Demais disso e não bastasse o art. 370 do CPC/2015, expressamente, prescrever deva o Juiz indeferir as diligências inúteis ou meramente protelatórias.

Cinge-se a vexata quaestio sobre o reconhecimento do direito à inclusão na base de cálculo do adicional por tempo de serviço, e ainda, a condenação do (s) requerido (s) ao pagamento das diferenças havidas.

A questão que se coloca é se a porção remuneratória integraria a base de cálculo do adicional por tempo de serviço.

Tornou-se prática comum à Administração Pública passar a conceder verdadeiros reajustes remuneratórios aos servidores sem sua integração ao vencimento-padrão. Diante da identificação de tal expediente, a jurisprudência passou a entender que todas as verbas efetivamente integrantes do vencimento do servidor de forma permanente, ou seja, toda a parcela remuneratória distintamente designada, mas que ostente verdadeiro reajuste de vencimentos, deve integrar a base de cálculo dos adicionais temporais.

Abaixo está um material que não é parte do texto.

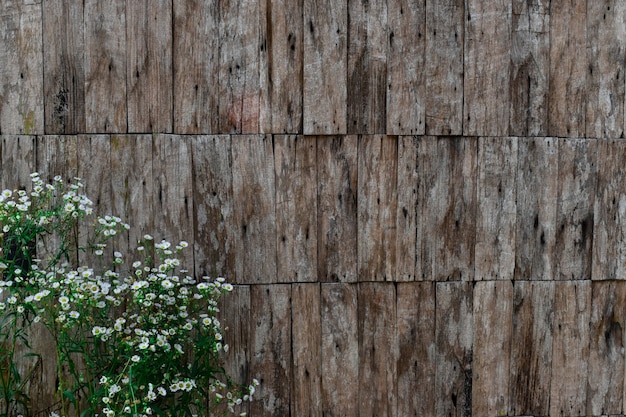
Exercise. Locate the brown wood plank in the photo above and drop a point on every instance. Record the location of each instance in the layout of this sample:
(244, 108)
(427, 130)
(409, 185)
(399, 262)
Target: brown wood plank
(568, 68)
(149, 75)
(570, 348)
(496, 208)
(281, 67)
(105, 66)
(531, 348)
(254, 209)
(296, 207)
(606, 33)
(605, 376)
(325, 67)
(306, 388)
(454, 336)
(340, 349)
(21, 110)
(270, 343)
(337, 208)
(530, 68)
(405, 67)
(486, 68)
(416, 348)
(444, 67)
(196, 63)
(537, 188)
(493, 313)
(63, 67)
(576, 192)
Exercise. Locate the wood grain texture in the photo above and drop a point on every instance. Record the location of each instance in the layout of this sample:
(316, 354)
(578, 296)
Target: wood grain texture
(376, 207)
(496, 208)
(405, 67)
(337, 208)
(149, 76)
(325, 67)
(486, 67)
(196, 65)
(295, 159)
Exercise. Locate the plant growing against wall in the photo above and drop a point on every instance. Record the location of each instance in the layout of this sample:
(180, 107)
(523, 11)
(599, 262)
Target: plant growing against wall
(135, 334)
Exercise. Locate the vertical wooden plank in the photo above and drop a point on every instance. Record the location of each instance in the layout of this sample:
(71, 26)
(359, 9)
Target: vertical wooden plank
(570, 348)
(454, 336)
(306, 399)
(568, 68)
(444, 67)
(239, 93)
(196, 63)
(605, 381)
(296, 207)
(416, 348)
(254, 203)
(606, 35)
(496, 208)
(377, 205)
(537, 185)
(21, 54)
(448, 220)
(325, 67)
(63, 67)
(493, 308)
(271, 348)
(340, 350)
(213, 205)
(405, 67)
(281, 63)
(149, 75)
(531, 348)
(576, 192)
(337, 208)
(486, 68)
(530, 68)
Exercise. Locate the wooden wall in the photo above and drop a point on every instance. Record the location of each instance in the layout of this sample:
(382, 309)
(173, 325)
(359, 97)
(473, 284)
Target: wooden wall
(423, 203)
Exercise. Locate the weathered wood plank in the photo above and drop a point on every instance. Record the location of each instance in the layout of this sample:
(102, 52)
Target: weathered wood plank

O adicional por tempo de serviço é valor pago a cada lapso de tempo que o servidor completa no serviço público, sendo valor que se incorpora aos seus vencimentos, não podendo ser subtraído.

Esta é a lição de Hely Lopes Meirelles:

"Adicional por tempo de serviço é o acréscimo pecuniário que se adita definitivamente ao padrão do cargo em razão exclusiva do tempo de serviço estabelecido em lei para o auferimento da vantagem. É um adicional ex facto temporis , resultante de serviço já prestado pro labore facto. Daí porque se incorpora automaticamente ao vencimento e o acompanha na disponibilidade e aposentadoria 2".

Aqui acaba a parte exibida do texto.